La guerra in Ucraina, da anni, continua a colpire duramente la popolazione civile, tra bombardamenti quotidiani e un conflitto di trincea che non accenna a fermarsi. In questo scenario, diverse organizzazioni umanitarie, tra cui Caritas, sono al fianco delle comunità locali, offrendo sostegno concreto e promuovendo una rete di solidarietà europea. Interris.it, in merito alla situazione umanitaria della popolazione, ha intervistato il dott. Francesco Fornari, coordinatore dei progetti in Ucraina per Caritas Italiana.
L’intervista
Dottor Fornari, come si sta configurando la situazione in Ucraina per la popolazione civile a seguito dell’intensificarsi degli attacchi russi?
“La guerra per la popolazione civile si combatte su due fronti. Il primo è quello attivo, fatto di trincee, bunker e scontri a fuoco, esteso su varie regioni del Paese. È un conflitto che ricorda la Prima guerra mondiale: da tre anni i combattimenti continuano senza significativi spostamenti territoriali. La Federazione Russa ha effettivamente guadagnato terreno, ma si tratta di poche decine di chilometri in un Paese molto vasto. Dal settembre 2022 non si registrano cambiamenti rilevanti, ma è aumentata la violenza e, con essa, le vittime. Le stime variano, ma tutte indicano un bilancio umano in crescita. Da parte russa combattono circa 500 mila persone, da parte ucraina 450 mila. Considerando che l’Ucraina ha circa 30 milioni di abitanti, significa che un cittadino su 60 è al fronte. Ogni famiglia ha qualcuno coinvolto: un fratello, un figlio, un marito. Alcuni hanno i propri cari prigionieri in Russia, di cui non sanno nulla da anni. Questo genera una pressione psicologica enorme. Non solo per chi ha qualcuno al fronte, ma anche per chi teme di essere chiamato a combattere. L’ansia per un possibile sfondamento o una nuova mobilitazione è costante”.
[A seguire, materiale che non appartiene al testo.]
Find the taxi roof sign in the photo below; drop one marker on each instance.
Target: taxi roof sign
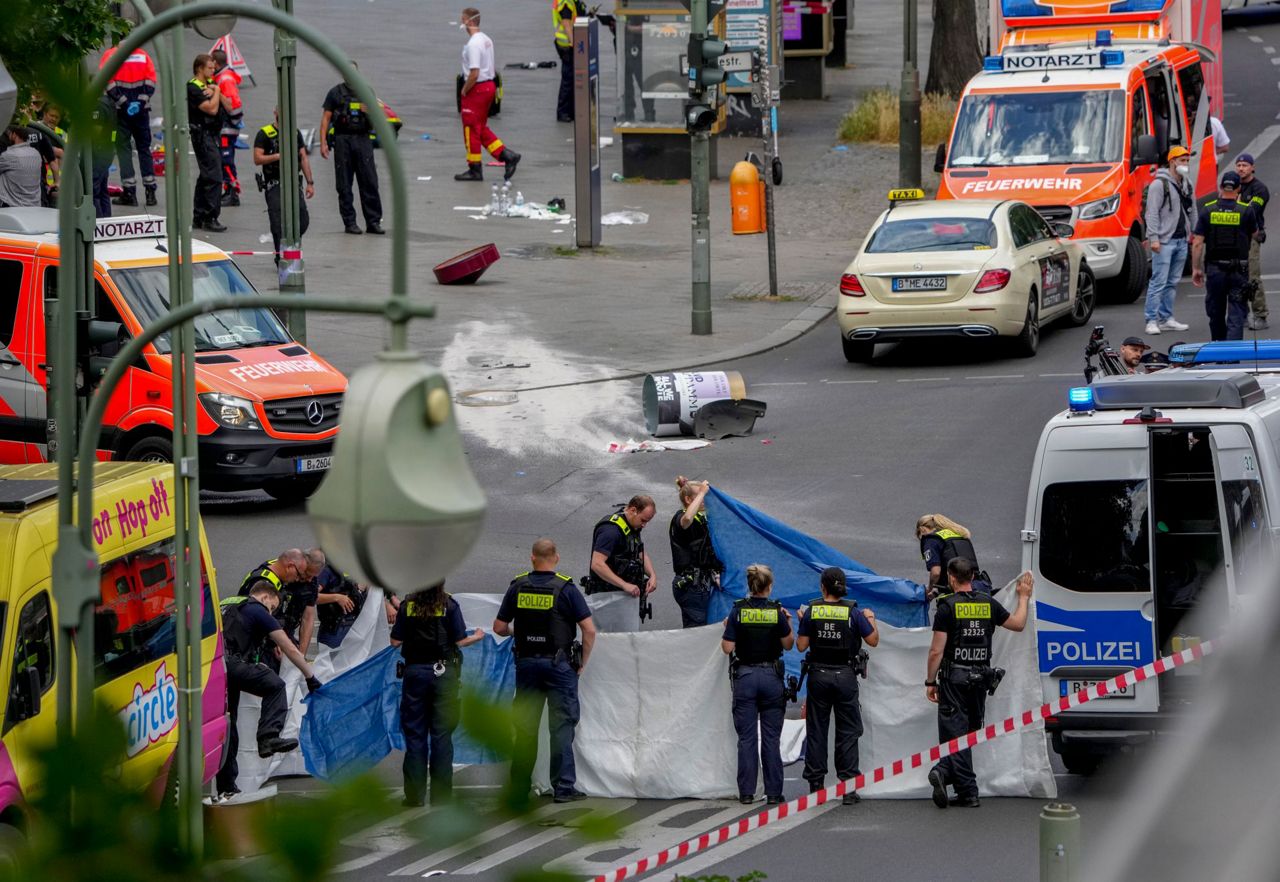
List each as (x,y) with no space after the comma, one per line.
(910,195)
(136,227)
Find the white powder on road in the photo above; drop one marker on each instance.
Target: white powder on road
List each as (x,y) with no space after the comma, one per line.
(579,419)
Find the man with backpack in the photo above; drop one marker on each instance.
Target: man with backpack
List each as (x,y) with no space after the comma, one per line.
(1169,202)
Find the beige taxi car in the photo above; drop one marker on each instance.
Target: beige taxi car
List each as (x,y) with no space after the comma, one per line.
(961,268)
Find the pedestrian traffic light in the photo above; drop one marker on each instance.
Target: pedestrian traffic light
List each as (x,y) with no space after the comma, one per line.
(699,117)
(400,507)
(96,343)
(704,69)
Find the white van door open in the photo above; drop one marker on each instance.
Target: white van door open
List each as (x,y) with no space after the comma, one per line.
(1095,608)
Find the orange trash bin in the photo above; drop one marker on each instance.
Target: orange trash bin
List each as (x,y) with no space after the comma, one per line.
(746,199)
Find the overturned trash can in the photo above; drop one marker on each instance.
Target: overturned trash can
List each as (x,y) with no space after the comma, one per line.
(705,405)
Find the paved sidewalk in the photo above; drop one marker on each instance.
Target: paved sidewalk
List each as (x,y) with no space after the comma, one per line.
(570,315)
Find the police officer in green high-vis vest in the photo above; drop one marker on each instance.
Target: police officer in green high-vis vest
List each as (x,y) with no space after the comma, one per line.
(1220,259)
(544,611)
(430,633)
(832,630)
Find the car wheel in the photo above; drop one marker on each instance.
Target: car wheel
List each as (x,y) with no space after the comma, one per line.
(1028,342)
(856,351)
(1079,761)
(291,489)
(151,449)
(1132,282)
(1086,297)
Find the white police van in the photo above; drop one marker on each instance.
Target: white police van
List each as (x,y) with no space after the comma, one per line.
(1148,503)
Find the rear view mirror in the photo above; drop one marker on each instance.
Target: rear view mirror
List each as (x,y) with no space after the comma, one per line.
(1144,151)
Il secondo fronte è quello dei bombardamenti. Come si sta profilando la situazione su questo versante?
“I bombardamenti colpiscono soprattutto le aree civili. Dall’agosto scorso si è registrato un aumento, ma in realtà sono in costante crescita sin dal 2022, sia per intensità sia per frequenza. Colpiscono le grandi città e le aree rurali vicine a infrastrutture strategiche, come oleodotti e basi militari. L’impatto diretto è drammatico, ma quello psicologico è devastante: vivere in città dove le sirene antiaeree suonano ogni notte significa non dormire, rifugiarsi nei sotterranei, temere per la propria casa. Chi vive ai piani alti è più esposto. Non tutti gli edifici hanno bunker, e le metropolitane sono spesso l’unico rifugio. Tutto ciò ha conseguenze pesanti, psicologiche e pratiche: chi ha un familiare al fronte perde spesso anche una fonte di reddito. Non so quale sarà il punto di rottura, ma finora la popolazione ucraina ha dimostrato una forza e una fierezza straordinarie. Io stesso vivo a Kiev, in un quartiere relativamente sicuro, ma il peso della guerra si sente ogni giorno”.
In che modo Caritas Italiana sta sostenendo la popolazione civile?
“Caritas Italiana opera in sinergia con il network delle Caritas europee per sostenere quelle locali. In Ucraina supportiamo entrambe le Caritas presenti, valorizzando la conoscenza del territorio e delle comunità: solo chi è presente da decenni può intercettare i bisogni reali. Il nostro impegno si concentra su minori, persone fragili e con disabilità, offrendo supporto psicologico e sanitario. Un’area importante è quella della telemedicina, ma interveniamo anche con progetti più mirati, rispondendo a richieste urgenti delle Caritas locali. Inoltre, lavoriamo per rafforzare l’organizzazione interna di Caritas Ucraina e Caritas Spes, che sono cresciute enormemente dall’inizio del conflitto. L’obiettivo è renderle sempre più autonome e solide”.

Guardiamo al futuro: quali sono i desideri di Caritas e come si può sostenere la vostra azione in Ucraina?
“Il primo modo per aiutarci è partire dalla propria comunità: parrocchie, quartieri, ambienti locali. Spesso ci sono persone ucraine vicine a noi, con bisogni concreti. Il secondo passo è informarsi, capire cosa sta accadendo. L’Ucraina è geograficamente vicina: Trieste e Leopoli distano meno di mille chilometri. Caritas Italiana si sostiene soprattutto grazie alle donazioni dei fedeli. Anche un piccolo contributo può fare la differenza. Il nostro auspicio è quello di una pace giusta, che non generi nuova violenza. Dopo la fine del conflitto, sarà necessario un lungo e complesso processo di riconciliazione nazionale. Le ferite sono profonde. Ma è da lì che bisognerà ripartire”.